Background
Inherited chronic mucocutaneous candidiasis (CMC) is often caused by inborn errors of immunity, impairing the response to, or the production of IL‐17A and IL‐17F. About half of the cases carry STAT1 gain‐of‐function (GOF) mutations. Only few patients have been reported with mutations of TRAF3IP2, a gene encoding the adaptor ACT1 essential for IL‐17 receptor(R) signaling. We investigated a 10‐year‐old girl with CMC, carrying a heterozygous variant of STAT1 and compound heterozygous variants of TRAF3IP2.
Methods
By flow cytometry, STAT1 levels and phosphorylation (CD14+) as well as IL‐17A, IL‐22, IFN‐γ, and IL‐4 production (memory CD4+ T cells) were determined. ACT1 expression and binding to IL‐17RA were assessed by Western blot and co‐immunoprecipitation in HEK‐293T cells transfected with plasmids encoding wild‐type or mutant HA‐tagged ACT1 and Flag‐IL‐17RA. We evaluated IL‐17A responses by measuring luciferase induction under a NF‐κB‐driven reporter system in HEK‐293T cells and Gro‐α secretion in fibroblasts.
Results
A STAT1 variant (c.1363G>A/p.V455I) was identified by next‐generation sequencing and classified as likely non‐pathogenic as functional testing revealed normal STAT1 expression and phosphorylation upon IFN‐γ. We also found compound heterozygous variants (c.1325A>G/p.D451G and c.1335delA/p.K454fs11*) of TRAF3IP2. By overexpression, despite normal protein expression, and impaired (K454fs11*) or normal (D451G) interaction with IL‐17RA, both mutant alleles resulted in impaired NF‐κB activation.

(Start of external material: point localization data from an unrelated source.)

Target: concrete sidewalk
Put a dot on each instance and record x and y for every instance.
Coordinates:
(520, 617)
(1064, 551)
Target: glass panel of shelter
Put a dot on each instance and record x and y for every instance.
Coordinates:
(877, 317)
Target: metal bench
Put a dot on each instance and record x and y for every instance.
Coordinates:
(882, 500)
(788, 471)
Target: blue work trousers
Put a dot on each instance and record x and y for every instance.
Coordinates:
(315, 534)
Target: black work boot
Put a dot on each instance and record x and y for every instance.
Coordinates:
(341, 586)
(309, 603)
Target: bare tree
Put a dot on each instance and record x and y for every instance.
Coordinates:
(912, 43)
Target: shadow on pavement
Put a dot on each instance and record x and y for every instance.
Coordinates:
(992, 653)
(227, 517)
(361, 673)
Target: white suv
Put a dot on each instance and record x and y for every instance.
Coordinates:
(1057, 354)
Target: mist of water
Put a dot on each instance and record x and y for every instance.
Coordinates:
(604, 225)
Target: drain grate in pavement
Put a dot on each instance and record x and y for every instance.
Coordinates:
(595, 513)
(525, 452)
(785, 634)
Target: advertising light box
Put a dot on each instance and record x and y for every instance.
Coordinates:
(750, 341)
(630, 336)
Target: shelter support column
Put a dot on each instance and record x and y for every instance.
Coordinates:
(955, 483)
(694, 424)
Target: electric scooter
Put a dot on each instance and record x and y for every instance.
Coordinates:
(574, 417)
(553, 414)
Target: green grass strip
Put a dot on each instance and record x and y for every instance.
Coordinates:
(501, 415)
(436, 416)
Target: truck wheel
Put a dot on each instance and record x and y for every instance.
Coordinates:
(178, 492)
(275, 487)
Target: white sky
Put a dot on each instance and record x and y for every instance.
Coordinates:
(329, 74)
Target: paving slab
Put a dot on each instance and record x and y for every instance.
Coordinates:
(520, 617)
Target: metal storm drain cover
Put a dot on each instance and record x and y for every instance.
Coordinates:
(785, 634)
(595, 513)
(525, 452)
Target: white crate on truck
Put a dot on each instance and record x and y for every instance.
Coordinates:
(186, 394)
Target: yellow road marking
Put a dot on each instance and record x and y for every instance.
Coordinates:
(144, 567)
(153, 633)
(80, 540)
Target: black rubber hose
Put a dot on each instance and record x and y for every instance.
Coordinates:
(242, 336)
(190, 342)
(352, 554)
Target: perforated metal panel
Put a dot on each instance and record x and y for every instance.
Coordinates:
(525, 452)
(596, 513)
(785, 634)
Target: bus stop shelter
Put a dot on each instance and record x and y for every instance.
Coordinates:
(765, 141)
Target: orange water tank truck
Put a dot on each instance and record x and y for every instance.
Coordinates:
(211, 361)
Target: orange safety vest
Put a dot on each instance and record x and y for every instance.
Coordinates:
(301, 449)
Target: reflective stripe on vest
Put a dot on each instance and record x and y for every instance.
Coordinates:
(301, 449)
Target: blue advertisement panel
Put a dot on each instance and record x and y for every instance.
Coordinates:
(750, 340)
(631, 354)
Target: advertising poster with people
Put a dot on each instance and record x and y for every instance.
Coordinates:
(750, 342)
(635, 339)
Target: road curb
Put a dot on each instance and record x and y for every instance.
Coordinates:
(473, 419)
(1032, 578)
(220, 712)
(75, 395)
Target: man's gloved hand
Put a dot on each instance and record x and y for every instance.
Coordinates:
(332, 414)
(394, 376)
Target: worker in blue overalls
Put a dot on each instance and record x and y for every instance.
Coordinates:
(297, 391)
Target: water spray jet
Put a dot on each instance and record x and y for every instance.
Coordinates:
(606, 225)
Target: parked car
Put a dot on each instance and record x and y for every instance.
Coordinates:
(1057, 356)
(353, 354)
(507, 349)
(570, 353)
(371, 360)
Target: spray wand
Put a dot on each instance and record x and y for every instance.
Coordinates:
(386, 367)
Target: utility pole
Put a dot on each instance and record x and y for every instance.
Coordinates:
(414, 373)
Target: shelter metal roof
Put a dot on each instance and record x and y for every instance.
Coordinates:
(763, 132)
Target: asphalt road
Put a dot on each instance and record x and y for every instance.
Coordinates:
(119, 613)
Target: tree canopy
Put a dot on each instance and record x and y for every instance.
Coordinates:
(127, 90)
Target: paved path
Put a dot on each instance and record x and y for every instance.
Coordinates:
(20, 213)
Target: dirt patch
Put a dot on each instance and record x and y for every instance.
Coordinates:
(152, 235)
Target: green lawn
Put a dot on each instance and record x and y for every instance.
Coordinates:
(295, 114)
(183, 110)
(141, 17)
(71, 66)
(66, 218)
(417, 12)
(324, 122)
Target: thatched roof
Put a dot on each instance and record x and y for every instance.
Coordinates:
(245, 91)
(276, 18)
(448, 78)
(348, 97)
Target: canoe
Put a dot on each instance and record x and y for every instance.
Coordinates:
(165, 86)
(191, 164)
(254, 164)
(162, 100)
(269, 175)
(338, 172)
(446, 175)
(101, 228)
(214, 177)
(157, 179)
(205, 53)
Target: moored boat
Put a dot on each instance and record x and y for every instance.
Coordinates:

Patient's fibroblasts displayed abolished GRO‐α secretion upon IL‐17A stimulation. Finally, ex vivo CD4+ T cells showed increased IL‐17A, IL‐22, and IL‐4 and normal low IFN‐γ expression upon stimulation.
Conclusion
We identify novel compound heterozygous variants of TRAFP3IP2 causing autosomal recessive ACT1 deficiency in a child with CMC and provide a review of the current literature.